Cucumis hystrix

Scientific classification
- Kingdom: Plantae
- Clade: Tracheophytes
- Clade: Angiosperms
- Clade: Eudicots
- Clade: Rosids
- Order: Cucurbitales
- Family: Cucurbitaceae
- Genus: Cucumis
- Species: C. hystrix
- Binomial name: Cucumis hystrix Chakrav. (1952)
- Varieties: Cucumis hystrix var. hystrix; Cucumis hystrix var. mizoramensis S.R.Yadav & Sutar;
- Synonyms: Cucumis muriculatus Chakr.;

= Cucumis hystrix =

- Genus: Cucumis
- Species: hystrix
- Authority: Chakrav. (1952)
- Synonyms: Cucumis muriculatus Chakr.

Species of vine

Cucumis hystrix is a monoecious annual climbing vine in the family Cucurbitaceae. The specific epithet (hystrix) is Neo-Latin for "porcupine".

==Distribution==
Cucumis hystrix is native southeastern India and Bangladesh east to northern Vietnam and southern China. It grows in scrub jungles, forests edges, and along roadsides up to 5905.5 ft in elevation.

==Description==
The leaves and petioles of the plant are hairy and the leaves have 3–5 lobes and are cordate at the base with acute apexes and dentate margins. They measure 6–13 cm in length and 6–12 cm in width, and the petioles measure 6–10 cm in length.
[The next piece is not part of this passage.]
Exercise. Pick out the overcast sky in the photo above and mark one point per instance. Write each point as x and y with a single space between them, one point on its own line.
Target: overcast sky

The flowers are solitary and yellow in color and their petals measure 5–6 millimeters in length and 3–4 millimeters in width in males and 8–10 millimeters in length in females. The pedicels measure 5 millimeters in length on female flowers. The fruit is pendent and yellow-green in color and ovate in shape and is covered in spike-like pustules. It measures 4–5 centimeters in length and 1.5–2.3 centimeters in width. It contains numerous seeds. The plant itself measures 2–8 m in length. It flowers and fruits from September through December.

==Hybridization==
Cucumis hystrix has shown strong resistance against downy mildew, root-knot nematode, fusarium wilt, and other diseases that affect members of the genus Cucumis, as well as tolerance to low irradiance and temperature, and has been successfully hybridized with Cucumis sativus to create a disease-resistant cucumber plant.